In early 2024, most software engineers were using large AI models as chatbot assistants, answering questions or generating small pieces of code on request. In addition, smaller language models were powering code autocompletion tools in code editors, speeding up the writing of new code.

However, software engineers spend most of their time not writing new code, but rather fixing bugs and implementing features in existing codebases, often comprising tens or hundreds of thousands of lines of code. This means that a large amount of time is spent understanding the codebase, finding the correct place to make changes, and making small-scale modifications. The simple AI tools of early 2024 were not well-suited to this task.

To address this gap, we built SWE-agent. Mimicking the workflow of human engineers, SWE-agent uses tools to perform tasks, working incrementally toward complicated goals. In order to autonomously fix bugs and implement complex features in large software repositories, SWE-agent takes time to navigate the codebase, read select files, and finally make modifications, before testing and validating the changes.

SWE-agent was the first open-source system to score significantly on the SWE-bench benchmark that assesses the performance of AI systems on real-world software engineering tasks. Since the initial release in April 2024, SWE-agent has continued to evolve and regularly ranks at the top of the SWE-bench leaderboard while maintaining a lightweight and accessible design.

SWE-agent enables your language model of choice to use tools to fix issues in real GitHub repositories, find cybersecurity vulnerabilities, or perform any custom task.
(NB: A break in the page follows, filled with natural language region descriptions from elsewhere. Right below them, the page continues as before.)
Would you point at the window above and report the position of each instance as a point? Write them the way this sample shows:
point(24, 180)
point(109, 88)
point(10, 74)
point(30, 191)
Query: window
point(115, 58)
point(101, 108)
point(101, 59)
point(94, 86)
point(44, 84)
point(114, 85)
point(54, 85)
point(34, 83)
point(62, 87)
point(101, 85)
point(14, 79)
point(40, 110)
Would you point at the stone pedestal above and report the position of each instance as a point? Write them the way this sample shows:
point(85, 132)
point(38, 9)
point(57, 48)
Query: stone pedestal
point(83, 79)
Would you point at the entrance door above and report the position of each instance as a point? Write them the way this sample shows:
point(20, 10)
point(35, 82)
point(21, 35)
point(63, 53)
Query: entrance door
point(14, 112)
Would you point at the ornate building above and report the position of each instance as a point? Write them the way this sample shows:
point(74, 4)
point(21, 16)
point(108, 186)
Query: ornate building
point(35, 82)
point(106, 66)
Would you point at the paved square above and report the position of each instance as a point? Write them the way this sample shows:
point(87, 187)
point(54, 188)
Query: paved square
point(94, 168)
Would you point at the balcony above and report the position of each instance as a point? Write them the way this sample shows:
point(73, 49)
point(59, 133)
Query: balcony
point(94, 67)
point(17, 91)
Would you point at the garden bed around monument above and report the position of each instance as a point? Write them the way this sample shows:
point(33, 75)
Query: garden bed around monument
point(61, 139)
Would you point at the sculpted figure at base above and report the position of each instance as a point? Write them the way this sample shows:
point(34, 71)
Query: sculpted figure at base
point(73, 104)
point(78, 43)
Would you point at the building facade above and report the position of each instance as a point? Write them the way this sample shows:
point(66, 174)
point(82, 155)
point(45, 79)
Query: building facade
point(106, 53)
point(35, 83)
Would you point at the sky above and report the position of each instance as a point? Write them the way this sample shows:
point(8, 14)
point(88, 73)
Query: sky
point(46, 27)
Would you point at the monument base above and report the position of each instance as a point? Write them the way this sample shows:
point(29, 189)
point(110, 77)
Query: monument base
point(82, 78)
It was the first open-source system to significantly score on SWE-bench, far outperforming RAG baselines and creating a breakthrough for agentic AI in software engineering.

Released just days after the commercial equivalent project Devin showed its first public demo, we demonstrated that a simple open-source system with optimized agent tooling could perform similarly (if not better) than a well-funded company's demo, democratizing access to AI-powered software engineering capabilities.

The central innovation discussed in our paper is the design and optimization of the agent-computer interface (ACI) that allows the language model to effectively navigate, understand, and modify large codebases. This includes custom shell commands, file editing interfaces, and feedback mechanisms.

Since the initial release in April 2024, development has never stopped, and SWE-agent still regularly ranks at the top of the SWE-bench leaderboard while maintaining a lightweight, modular architecture that makes it easy to extend and customize for different use cases.